Madrasah of Abdulkasim Sheikh.
The Madrasah of Abdulkasim Sheikh, built up in 16th century, initially was a complex, which comprised mosque, bathhouse and madrasah. The place, where the complex is located, formerly called Yangi Mahalla, was one of the public centers. Originally the Abdulkasim Sheikh Madrassah was a single-storey building. In 1864 when it was rebuilt a second storey was made. The Madrasah has its well-shaped portal with arch. The arcades and two towers (guldasta) at the corners flanked portal on either side. The square-shaped courtyard had a mosque, lecture rooms and is still fringed by the dormitory cells in which students lived. For a long time Abdulkasim Sheikh Madrasah stood on the back street. Yet, recently it has acquired a new stately neighbor, Parliament"s building. In combination with modern, the historical building looks even more attractive. The madrasah proportions: outward: 65 x 43 m., courtyard: 28 x 22 m.

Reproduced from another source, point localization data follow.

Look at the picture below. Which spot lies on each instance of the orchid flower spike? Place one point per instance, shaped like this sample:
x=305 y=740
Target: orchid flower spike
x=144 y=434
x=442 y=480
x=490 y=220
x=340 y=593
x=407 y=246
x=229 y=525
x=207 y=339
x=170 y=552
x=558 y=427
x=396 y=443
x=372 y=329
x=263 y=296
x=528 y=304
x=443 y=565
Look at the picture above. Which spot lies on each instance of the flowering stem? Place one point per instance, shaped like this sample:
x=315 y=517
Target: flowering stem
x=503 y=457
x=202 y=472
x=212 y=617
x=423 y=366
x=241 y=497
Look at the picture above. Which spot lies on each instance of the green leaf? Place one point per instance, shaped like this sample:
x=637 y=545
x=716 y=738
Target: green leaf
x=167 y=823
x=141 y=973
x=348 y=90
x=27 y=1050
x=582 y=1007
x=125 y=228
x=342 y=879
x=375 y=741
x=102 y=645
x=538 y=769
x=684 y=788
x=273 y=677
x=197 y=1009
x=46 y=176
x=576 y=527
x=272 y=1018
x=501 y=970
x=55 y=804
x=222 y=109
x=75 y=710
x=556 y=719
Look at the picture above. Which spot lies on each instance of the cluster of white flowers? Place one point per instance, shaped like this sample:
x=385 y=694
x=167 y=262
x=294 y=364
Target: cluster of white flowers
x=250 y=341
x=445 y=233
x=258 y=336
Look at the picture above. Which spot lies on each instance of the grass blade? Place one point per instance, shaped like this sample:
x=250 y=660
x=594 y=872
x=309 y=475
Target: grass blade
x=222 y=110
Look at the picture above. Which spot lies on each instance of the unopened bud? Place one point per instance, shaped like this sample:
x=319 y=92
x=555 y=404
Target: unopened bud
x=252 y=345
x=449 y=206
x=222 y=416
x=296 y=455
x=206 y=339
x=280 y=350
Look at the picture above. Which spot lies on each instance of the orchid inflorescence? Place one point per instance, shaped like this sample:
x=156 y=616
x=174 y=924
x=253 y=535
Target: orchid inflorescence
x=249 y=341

The mausoleum of Sheikh Zaynudin Bobo.
The Mausoleum of Sheikh Zaynudin Bobo is located in Tashkent, Uzbekistan. The Sheikh Zaynudin Bobo was a writer and popularizer of Sufi order, known as Suhrawardiyya. An accurate date of his birth is unknown. As believed Sheikh Zaynudin died when he was 95. Arguably he was a son of the founder of Suhrawardiyya order, Diya al-din Abu "n-Najib as-Surawardi (1097 – 1168), who has sent his son Sheikh Zaynudin to Tashkent with the purpose to spread ideas of his order. Sheikh Zaynudin was conveyed to earth at the graveyard of Orifon village beyond the Kukcha Gate (now within the Tashkent). There is an underground cell (chillahona of 12th century) to mausoleum, where Sheikh Zaynudin conducted his 40-day meditations (chilla) and chartak dating back to the 14-th c. The mausoleum built in 16th century was rebuilt in the late 19-th century. Proportions: 18 x 16 m., 20.7 m. high.

The mausoleums of Zangiata.
The mausoleums of Zangiata - Sufi, who was very popular in Tashkent, and of his wife Ambar bibi - were conceivably built by Tamerlane in the nineties the 14th century. The real name of Zangiata was Sheikh Ay-Khodja. The nickname Zangiata means "black". He came from the family of descendants of Khazret Arslan bobo; and also he was the fifth "murid" of Sufi Khodja Ahmad Yassavi considered as a spiritual forefather of all Turkic tribes of Central Asia and Kazakhstan.
The mausoleum complex consist of the following: mosque Namazgoh (1870); minaret (1914-1915); mausoleum of Zangiata; courtyard with living cells - hujras of former madrasah (18th - 19th c.); cemetery and mausoleum of Ambar bibi on it.